University of Florida dropped its “Gator Bait” cheer used at sporting events due to the phrase’s invocation of a history of racist imagery of Black children being used as “alligator bait.”

Rating:

In the summer and spring of 2020, as protests against institutional racism and police brutality spread across the United States, sports institutions began to look at their own relationships to racist rituals. The police-custody death of a Black man, George Floyd, in May led to a national reckoning around race, including at the University of Florida, which decided to ban the “Gator Bait,” a traditional cheer used at sporting events, for its association with racist imagery.

In June 2020, the university President Kent Fuchs announced a list of steps the university was taking to combat racism. One of these included “moving forward with symbolism and behavior consistent with our values.” He addressed the “Gator Bait” cheer as one such example:

While I know of no evidence of racism associated with our “Gator Bait” cheer at UF sporting events, there is horrific historic racist imagery associated with the phrase. Accordingly University Athletics and the Gator Band will discontinue the use of the cheer.

The cheer involves fans shouting “Gator Bait” and using their arms to mimic an alligator’s mouth chomping when the band plays a school tune associated with the cheer.

According to the Jim Crow Museum of Racist Memorabilia at Ferris State University, Black children in the South were in fact sometimes used to bait alligators in the late 1800s and early 1900s, though the historicity of that claim is in question. Snopes itself conducted a 2017 investigation into the alleged practice and found a plethora of examples of images and songs in popular culture illustrating this racist trope. Conversations with historians and archival research offered us little evidence that such incidents actually took place, but we also couldn’t actually prove that this cruel practice never took place. Like other demeaning stereotypes about Black people, the notion that dark-skinned children were a favorite food of alligators and crocodiles was commonplace in the antebellum United States.

Regardless, according to their own statements the University of Florida’s awareness of the dark racist history of terms like “alligator bait” led to their discontinuing use of the cheer at sporting events. As such, we rate this claim as “True.”

Sources

Emery, David.   “Were Black Children Used as Alligator Bait in the American South?”    Snopes.   9 June 2017.

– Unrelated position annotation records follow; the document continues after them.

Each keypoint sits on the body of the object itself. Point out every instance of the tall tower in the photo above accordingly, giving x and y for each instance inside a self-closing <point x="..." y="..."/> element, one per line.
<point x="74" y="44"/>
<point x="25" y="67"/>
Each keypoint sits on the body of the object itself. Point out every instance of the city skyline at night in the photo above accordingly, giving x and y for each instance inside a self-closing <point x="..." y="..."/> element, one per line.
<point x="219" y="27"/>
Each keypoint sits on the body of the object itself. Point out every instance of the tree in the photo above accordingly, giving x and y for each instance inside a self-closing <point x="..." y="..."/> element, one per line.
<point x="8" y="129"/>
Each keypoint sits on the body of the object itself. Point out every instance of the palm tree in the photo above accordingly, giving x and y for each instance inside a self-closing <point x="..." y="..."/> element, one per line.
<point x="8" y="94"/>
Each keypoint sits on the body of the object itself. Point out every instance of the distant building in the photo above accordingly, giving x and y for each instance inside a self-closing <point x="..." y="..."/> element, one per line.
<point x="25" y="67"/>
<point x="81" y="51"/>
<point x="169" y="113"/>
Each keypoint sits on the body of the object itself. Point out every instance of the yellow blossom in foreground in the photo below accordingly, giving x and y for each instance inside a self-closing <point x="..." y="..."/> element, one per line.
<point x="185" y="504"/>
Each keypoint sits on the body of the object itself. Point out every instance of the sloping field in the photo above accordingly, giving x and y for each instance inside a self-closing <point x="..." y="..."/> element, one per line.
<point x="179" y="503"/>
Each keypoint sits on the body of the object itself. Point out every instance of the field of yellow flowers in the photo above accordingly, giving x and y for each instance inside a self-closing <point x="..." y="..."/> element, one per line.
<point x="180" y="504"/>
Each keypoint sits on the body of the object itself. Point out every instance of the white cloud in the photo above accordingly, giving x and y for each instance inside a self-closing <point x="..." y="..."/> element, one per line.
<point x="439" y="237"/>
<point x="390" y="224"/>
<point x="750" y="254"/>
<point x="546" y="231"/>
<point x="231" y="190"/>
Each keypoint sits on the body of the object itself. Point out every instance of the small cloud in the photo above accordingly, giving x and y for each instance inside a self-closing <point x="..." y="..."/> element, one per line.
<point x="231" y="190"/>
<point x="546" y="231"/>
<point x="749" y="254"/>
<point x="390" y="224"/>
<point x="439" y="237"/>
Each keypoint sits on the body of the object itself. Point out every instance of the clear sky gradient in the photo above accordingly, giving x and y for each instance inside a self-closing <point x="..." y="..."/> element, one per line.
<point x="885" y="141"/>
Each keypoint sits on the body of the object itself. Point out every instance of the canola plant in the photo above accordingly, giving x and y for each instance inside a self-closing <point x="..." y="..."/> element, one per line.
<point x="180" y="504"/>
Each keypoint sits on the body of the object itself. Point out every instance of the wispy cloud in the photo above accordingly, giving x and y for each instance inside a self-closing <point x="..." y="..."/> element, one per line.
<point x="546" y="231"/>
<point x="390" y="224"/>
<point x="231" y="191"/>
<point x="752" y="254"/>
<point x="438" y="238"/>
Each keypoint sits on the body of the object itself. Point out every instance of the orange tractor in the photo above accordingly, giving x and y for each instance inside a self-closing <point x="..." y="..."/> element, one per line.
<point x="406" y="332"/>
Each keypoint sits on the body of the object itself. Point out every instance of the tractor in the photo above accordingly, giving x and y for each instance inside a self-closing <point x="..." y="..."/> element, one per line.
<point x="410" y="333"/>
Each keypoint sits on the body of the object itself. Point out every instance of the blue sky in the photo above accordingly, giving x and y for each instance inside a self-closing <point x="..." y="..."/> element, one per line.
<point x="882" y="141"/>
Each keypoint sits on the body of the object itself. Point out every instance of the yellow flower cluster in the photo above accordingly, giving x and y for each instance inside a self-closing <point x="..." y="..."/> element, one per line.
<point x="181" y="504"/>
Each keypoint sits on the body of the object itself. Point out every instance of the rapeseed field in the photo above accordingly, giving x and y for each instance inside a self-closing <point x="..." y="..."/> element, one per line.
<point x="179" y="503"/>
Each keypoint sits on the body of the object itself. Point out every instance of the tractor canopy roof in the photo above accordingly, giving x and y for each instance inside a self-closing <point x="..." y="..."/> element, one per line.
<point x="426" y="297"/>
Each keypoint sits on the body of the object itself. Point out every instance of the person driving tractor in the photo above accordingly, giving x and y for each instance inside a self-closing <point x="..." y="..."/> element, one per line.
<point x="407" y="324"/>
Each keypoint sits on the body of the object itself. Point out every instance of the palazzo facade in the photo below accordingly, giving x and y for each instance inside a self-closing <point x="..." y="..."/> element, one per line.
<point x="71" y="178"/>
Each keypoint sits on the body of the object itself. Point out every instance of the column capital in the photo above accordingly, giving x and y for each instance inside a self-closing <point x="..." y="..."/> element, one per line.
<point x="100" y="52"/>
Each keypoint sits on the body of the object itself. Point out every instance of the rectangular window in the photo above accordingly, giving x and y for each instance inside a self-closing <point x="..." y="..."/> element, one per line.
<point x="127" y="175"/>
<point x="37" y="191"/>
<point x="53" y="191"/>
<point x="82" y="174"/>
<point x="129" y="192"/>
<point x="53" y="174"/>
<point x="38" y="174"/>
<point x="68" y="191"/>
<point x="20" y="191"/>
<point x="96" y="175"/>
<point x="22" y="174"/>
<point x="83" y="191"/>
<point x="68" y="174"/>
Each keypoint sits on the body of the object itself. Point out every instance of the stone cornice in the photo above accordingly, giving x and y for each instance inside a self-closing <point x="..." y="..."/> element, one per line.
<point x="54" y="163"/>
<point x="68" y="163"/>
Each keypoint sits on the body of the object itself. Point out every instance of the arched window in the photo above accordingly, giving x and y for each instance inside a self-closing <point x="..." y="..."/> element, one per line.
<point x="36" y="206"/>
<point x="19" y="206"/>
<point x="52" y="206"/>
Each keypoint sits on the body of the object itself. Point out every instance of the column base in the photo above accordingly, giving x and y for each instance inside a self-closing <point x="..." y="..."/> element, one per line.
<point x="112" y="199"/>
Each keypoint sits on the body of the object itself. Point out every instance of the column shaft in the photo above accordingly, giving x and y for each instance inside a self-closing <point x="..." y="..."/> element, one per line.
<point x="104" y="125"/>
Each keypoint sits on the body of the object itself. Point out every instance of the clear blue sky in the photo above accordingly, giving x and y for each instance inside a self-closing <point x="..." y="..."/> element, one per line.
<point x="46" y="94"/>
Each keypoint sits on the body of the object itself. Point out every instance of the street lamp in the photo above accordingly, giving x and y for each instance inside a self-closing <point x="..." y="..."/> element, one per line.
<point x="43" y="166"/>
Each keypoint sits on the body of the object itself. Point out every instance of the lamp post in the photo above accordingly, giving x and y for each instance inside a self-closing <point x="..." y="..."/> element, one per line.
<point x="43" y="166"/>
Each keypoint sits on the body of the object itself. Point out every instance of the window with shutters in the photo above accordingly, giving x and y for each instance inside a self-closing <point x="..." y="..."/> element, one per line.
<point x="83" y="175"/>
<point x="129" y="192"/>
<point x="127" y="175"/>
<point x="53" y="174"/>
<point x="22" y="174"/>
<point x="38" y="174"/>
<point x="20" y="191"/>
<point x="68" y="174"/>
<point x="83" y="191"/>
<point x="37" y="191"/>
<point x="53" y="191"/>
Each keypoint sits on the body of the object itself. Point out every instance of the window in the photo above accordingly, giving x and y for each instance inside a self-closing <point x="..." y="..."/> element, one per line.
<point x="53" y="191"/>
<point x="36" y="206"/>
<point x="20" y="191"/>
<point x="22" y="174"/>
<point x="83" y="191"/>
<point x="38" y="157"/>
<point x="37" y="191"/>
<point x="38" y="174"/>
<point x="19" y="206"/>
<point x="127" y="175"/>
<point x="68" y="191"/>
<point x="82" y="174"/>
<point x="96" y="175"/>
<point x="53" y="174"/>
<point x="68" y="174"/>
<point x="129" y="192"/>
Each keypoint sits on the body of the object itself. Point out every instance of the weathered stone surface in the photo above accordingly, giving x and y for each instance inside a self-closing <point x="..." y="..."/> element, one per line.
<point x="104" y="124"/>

Fuchs, Kent.   “Another Step Toward Positive Change Against Racism.”    University of Florida.   18 June 2020.

Kim, Allen.   “Florida will Ban its ‘Gator Bait’ Cheer Due to the Phrase’s Racist History.”    CNN.   18 June 2020.

Jim Crow Museum of Racist Memorabilia.   “Alligator Bait Revisited – June/July 2017.”

Lewis, Sophie.   “University of Florida Drops “Gator Bait” Cheer Due to Term’s “Horrific Historic Racist Imagery”.”    CBS News.   19 June 2020.